Salah satu yang dirasa kurang hadir dalam kehidupan sastra di Indonesia adalah para kritik sastra yang berkualitas. Memang masih ada ulasan di surat kabar, majalah, dan media online, tapi mereka biasanya ditulis dengan pengetahuan yang kurang memadai. Keterbatasan ruang pemuatan juga menjadi penghambat munculnya kajian yang lebih mendalam. Kritik sastra malah lebih banyak muncul di blog-blog pribadi penulis. Menjawab persoalan tersebut, Komite Sastra DKJ menyelenggarakan Kelas Kritik Sastra.

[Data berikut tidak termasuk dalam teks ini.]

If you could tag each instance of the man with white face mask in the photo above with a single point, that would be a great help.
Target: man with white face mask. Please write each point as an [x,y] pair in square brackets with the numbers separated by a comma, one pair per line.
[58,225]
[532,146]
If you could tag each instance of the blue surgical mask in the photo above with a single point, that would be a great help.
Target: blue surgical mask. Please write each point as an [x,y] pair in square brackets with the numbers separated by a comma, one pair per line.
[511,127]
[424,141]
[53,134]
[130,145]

Antusiasme terhadap kritik sastra ternyata cukup tinggi. Hal ini tampak dari peserta yang mendaftar ke panitia Kelas Kritik Sastra. Dalam jangka waktu tidak sampai sebulan terhitung dari pengumuman kelas ini dibuka, panitia menerima sebanyak 110 pendaftar. Kami melakukan seleksi dua tahap terhadap naskah contoh kritik sastra yang dikirimkan oleh para pelamar.

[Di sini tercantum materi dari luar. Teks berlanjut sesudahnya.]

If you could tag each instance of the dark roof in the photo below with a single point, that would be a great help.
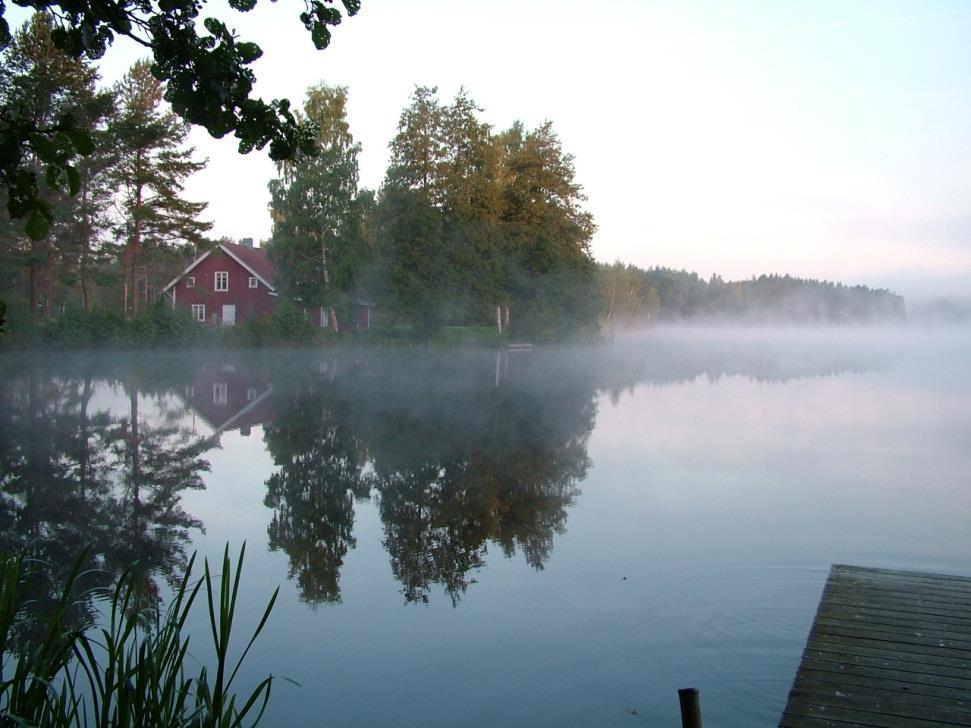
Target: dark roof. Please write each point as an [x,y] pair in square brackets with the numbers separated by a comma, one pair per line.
[256,259]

Dari naskah-naskah yang melewati seleksi awal, para peserta yang lolos dan nama-namanya tercantum di bawah ini dipilih langsung oleh kedua pengajar Kelas Kritik Sastra: A.S. Laksana dan Martin Suryajaya. Tulisan-tulisan yang dipilih sangat beragam gaya dan pendekatannya. Sebagian tulisan sangat akademis, sebagian lain bersifat umum-populer. Yang terpenting, di sana nampak adanya keakraban dengan teks-teks sastra yang dikaji.

Berikut adalah nama-nama orang yang lolos seleksi untuk mengikuti Kelas Kritik Sastra DKJ 2016:

  1. Adelia Savitri (Depok)
  2. Anggun Safitri (Yogyakarta)
  3. Areispine Dymussaga Miraviori (Depok)
  4. Bambang Widiatmoko (Bekasi)
  5. Rokajat Asura (Bandung)
  6. Faisal Fathur (Jakarta)
  7. Fitria Sis Nariswari (Depok, Jawa Barat)
  8. Harry Isra M (Jakarta)
  9. Heru Joni Putra (Jakarta)
  10. Maharddhika (Bogor)
  11. Mohammad Rokib (Lamongan, Sidoarjo Jawa Timur)
  12. Ni Made Purnama Sari (Jakarta)
  13. Niduparas Erlang (Serang, Banten)
  14. Sartika D. Nuraini (Sawangan, Depok)
  15. Sebastian Partogi (Sawangan, Depok)
  16. Setyo A. Saputro (Jakarta)

Selamat kepada peserta terpilih!

Kelas KritiK Sastra akan diselenggarakan dalam delapanĀ pertemuan, dimulai pada Agustus hingga September 2016 di kantor Dewan Kesenian Jakarta, jalan Cikini Raya No.73 Jakarta Pusat. Peserta terpilih akan dihubungi melalui telepon dan e-mail oleh panitia untuk persiapan.